Kim is a co-sponsor on the bill in the House that was also reintroduced in May. The bill had previously passed the House most recently in 2021 but was not voted on in the Senate.
This bill would provide $995 million in grants and funding that will go toward supporting research, improving the pipeline of culturally competent providers, building outreach programs reducing stigma, and develop a training program for providers to manage disparities, explained Kim.
“I think this is one of the areas that we will get bipartisan support,” he said. “It is my hope that the original conversation we have had as we are seeking to introduce the legislation seems to have attracted some Republican support.”
Menendez noted that they need to get the bill as broad as possible, so it could be included as one of the must pass bills, such as the National Defense Authorization Act or Omnibus Appropriation bill that will pass this current session of Congress.
Coleman shared how providers and advocates expressed layers of concern in service, delivery and needs during the listening session.

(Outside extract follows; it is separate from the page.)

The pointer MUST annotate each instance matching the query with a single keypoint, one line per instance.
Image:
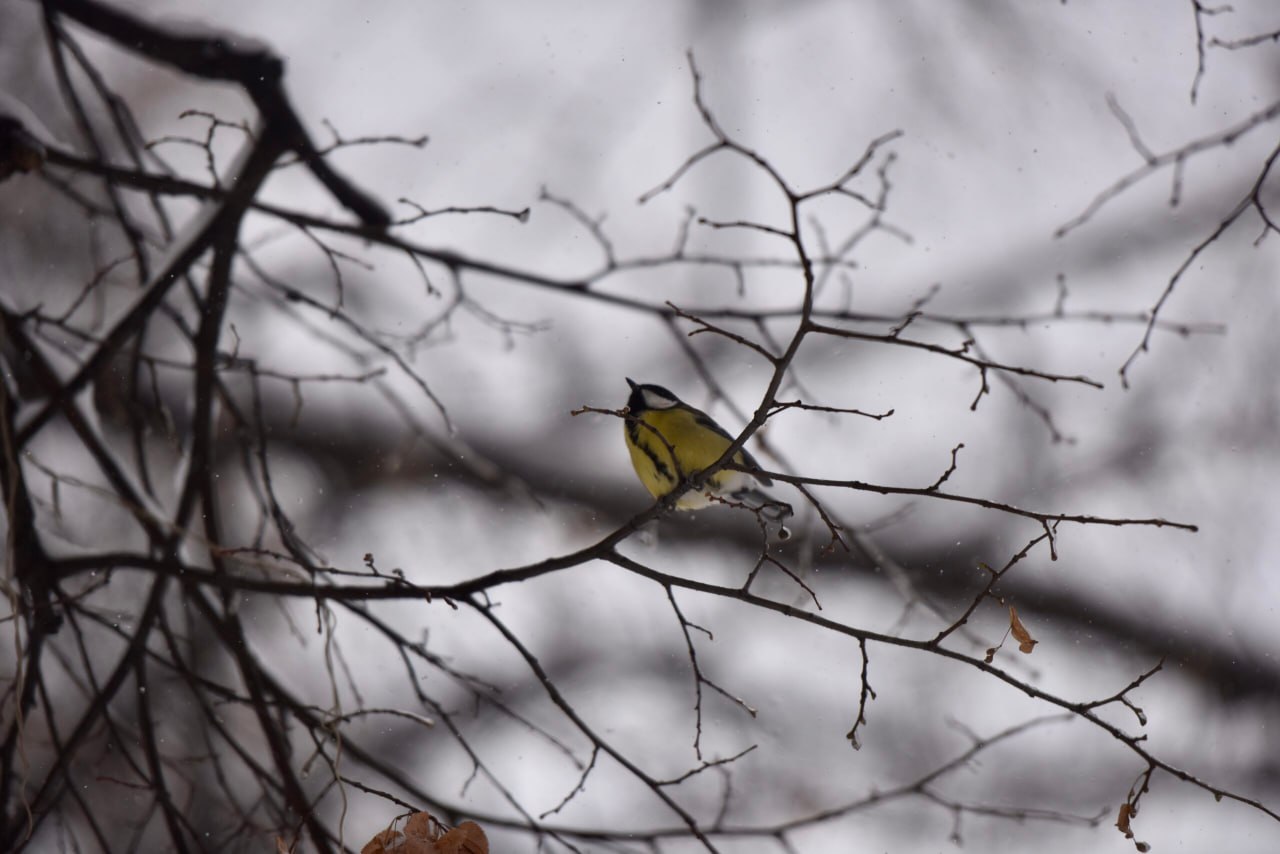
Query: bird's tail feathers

“These resources are vitally important but getting them through a legislative process it just takes so long that we need to figure out how to get resources to people sooner,” she said.
Coleman said they need to understand the different layers of need from providers with disabilities, who are paid subpar wages and can’t afford their own medication to people who are volunteering a service but need service themselves as a result of working in that space.
“From the very young to the students in college they need space to feel safe and have confidential conversations, but we need to have them before learned ears,” she added.
For Coleman, the bottom-line is that minimally the bill, Pursing Equity in Mental Health, needs to be passed in its entirety, which has nearly $1 billion resources.
“But even passing that $1 billion is a drop in the bucket, because this country has not dealt with mental health the way it should as an issue of the continuum of healthcare,” she said.